Proces Adama Z.: we wtorek zeznawali kolejni świadkowie
We wtorek odbyła się kolejna rozprawa w sprawie Adama Z. Przed sądem zeznawali znajomi oskarżonego o zabójstwo Ewy T. mężczyzny.
Zeznania samego Dominika M. sprzed paru tygodni przyniosły przełom w sprawie. Wynikało z nich, że w noc zaginięcia Ewy Tylman Adam Z. dzwonił do swojego chłopaka, mówił, że się zgubił i prosił o pomoc.
To po tych zeznaniach sąd poinformował, że w grę wchodzi zmiana kwalifikacji czynu, o który oskarżony jest Adam Z.: z zabójstwa z tzw. zamiarem ewentualnym na nieudzielenie pomocy.
Dziś brat Dominika M., choć zaznaczył na wstępie, że "wiadomo jest mu niewiele", to potwierdził tę wersję przed sądem: - Brat mówił, że Adam dzwoniąc do niego był pijany i nie wiedział, jak trafić do domu. Dopiero w poniedziałek dowiedziałem się, że Adam i jego znajomi nie mogą znaleźć koleżanki, która wtedy była z nimi na imprezie.
Filip M. mówił też, jak policjanci traktowali jego brata krótko po zaginięciu Ewy Tylman.

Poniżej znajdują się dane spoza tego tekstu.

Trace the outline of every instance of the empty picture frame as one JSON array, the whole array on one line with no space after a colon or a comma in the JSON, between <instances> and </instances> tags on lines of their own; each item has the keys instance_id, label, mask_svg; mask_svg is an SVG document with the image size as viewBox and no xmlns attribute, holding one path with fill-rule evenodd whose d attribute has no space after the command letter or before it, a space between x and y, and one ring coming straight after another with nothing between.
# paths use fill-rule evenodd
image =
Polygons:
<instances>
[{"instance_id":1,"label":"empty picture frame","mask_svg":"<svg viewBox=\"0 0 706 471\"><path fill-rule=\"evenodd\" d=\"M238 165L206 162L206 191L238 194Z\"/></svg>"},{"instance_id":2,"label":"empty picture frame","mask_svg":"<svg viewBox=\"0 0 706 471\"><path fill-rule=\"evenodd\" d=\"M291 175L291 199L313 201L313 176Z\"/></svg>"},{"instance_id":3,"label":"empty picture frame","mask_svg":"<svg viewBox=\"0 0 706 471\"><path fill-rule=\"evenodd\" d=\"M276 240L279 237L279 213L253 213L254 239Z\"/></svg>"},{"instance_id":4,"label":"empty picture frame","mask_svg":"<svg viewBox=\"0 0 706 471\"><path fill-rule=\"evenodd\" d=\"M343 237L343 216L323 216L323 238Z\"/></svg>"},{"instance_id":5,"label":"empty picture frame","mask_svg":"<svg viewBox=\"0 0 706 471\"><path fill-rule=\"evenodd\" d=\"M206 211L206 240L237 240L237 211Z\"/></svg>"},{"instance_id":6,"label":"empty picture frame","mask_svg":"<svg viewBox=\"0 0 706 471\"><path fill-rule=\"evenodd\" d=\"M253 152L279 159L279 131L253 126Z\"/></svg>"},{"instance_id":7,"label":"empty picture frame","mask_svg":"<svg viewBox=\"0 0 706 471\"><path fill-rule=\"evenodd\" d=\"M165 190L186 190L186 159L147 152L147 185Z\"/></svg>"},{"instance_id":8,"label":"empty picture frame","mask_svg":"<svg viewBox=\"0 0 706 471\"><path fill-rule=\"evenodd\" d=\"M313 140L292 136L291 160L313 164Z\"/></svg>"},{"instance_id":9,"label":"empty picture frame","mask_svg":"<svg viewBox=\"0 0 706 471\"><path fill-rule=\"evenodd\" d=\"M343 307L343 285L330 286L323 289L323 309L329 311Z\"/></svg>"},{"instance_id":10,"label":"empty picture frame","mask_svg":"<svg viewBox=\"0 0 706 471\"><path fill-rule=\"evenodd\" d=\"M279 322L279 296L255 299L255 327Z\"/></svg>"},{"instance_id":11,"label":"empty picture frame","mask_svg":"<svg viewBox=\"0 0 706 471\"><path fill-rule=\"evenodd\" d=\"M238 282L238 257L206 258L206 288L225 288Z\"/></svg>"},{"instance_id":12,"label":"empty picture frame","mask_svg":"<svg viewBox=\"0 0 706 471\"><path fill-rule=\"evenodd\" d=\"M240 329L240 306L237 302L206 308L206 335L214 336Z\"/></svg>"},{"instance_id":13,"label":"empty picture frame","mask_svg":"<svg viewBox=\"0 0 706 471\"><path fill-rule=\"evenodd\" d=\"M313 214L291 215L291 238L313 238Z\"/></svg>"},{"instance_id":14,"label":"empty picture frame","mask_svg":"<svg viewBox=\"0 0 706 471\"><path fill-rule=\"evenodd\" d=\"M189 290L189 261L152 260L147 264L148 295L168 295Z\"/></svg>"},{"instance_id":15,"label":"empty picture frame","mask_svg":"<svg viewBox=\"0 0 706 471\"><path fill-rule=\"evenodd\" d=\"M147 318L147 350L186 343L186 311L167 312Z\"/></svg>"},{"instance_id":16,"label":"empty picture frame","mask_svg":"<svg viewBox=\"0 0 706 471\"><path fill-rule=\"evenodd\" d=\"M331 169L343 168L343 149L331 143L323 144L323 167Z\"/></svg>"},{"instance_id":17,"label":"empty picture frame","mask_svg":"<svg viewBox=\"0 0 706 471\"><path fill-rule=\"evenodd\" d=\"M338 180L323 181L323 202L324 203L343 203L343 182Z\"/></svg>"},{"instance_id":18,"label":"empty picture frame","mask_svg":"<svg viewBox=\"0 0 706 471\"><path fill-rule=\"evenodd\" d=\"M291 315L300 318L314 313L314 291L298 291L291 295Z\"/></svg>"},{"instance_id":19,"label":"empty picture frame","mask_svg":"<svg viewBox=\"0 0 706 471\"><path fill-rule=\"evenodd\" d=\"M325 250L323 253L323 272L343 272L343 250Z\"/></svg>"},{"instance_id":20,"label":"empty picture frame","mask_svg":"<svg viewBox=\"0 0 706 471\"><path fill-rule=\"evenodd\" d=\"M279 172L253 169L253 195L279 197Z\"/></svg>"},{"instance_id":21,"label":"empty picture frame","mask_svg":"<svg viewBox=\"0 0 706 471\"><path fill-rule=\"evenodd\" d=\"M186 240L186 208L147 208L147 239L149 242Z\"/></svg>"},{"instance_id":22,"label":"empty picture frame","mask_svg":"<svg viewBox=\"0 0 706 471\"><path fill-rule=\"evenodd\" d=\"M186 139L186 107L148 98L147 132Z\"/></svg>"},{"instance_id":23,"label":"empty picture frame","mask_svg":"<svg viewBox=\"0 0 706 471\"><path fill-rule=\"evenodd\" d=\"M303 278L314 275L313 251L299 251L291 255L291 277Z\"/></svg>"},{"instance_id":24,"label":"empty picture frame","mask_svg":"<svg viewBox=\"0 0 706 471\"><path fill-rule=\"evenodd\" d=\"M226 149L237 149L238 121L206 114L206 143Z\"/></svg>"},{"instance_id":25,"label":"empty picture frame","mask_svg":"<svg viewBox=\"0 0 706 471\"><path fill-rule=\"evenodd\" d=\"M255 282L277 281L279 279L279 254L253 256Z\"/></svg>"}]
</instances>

Wspominał, jak raz późnym wieczorem zabrali Dominika M. na przesłuchanie na komendę. - Po około godzinie Dominik wrócił do domu w stanie, w jakim nigdy wcześniej go nie widziałem - relacjonował Filip M. - Płakał, był roztrzęsiony, wydusił z siebie tylko tyle, że go źle traktowali.
Grozili, że będzie aresztowany za składanie fałszywych zeznań. Stosowali przemoc psychiczną. Pytali go, czy wie, co z takimi ciotami dzieje się w więzieniu.
Świadek mówił też o telefonach, jakie jego brat odbierał od Piotra Tylmana, brata zaginionej Ewy.
To było w pierwszych dniach po zaginięciu dziewczyny. Ponoć Piotr Tylman sugerował, że Adam Z. jest niewinny, i że "ta sprawa to coś grubszego niż się wydaje".
--
Kolejnym świadkiem był dziś 23-letni Mateusz Sz., który przedstawił się jako przyjaciel Adama Z.
O zaginięciu Ewy Tylman dowiedział się - jak zeznał - dzień po imprezie od samego Adama. - Napisał mi SMS, że na imprezie upił się tak, że nie pamięta, co się stało, a jego koleżanka Ewa nie przyszła do pracy - wspominał Mateusz Sz.
Jeszcze tego samego dnia - na prośbę kierowniczki sklepu, w którym pracował Adam Z. - Spotkał się z Adamem i spędził z nim kilka godzin: - Adam był roztrzęsiony, załamany tą całą sytuacją, że koleżanka, z którą wracał z imprezy, nie dotarła do domu.
Przyjaciel Adama Z. podkreślał jednak, że nie rozmawiał z nim wtedy o wydarzeniach z poprzedniej nocy i nie wypytywał o szczegóły, bo nie chciał dodatkowo pogarszać jego stanu.
Pełnomocnik rodziny Tylmanów Mariusz Paplaczyk cytował na sali sądowej SMS-y, które Adam Z. wysyłał do Mateusza Sz. Z ich treści wynikało, że Adam Z. faktycznie nie pamięta, co wydarzyło się feralnej nocy, dodawał też m.in. "czuję się winny", "boję się, że nie żyje", "czuję się najgorzej, jak tylko można".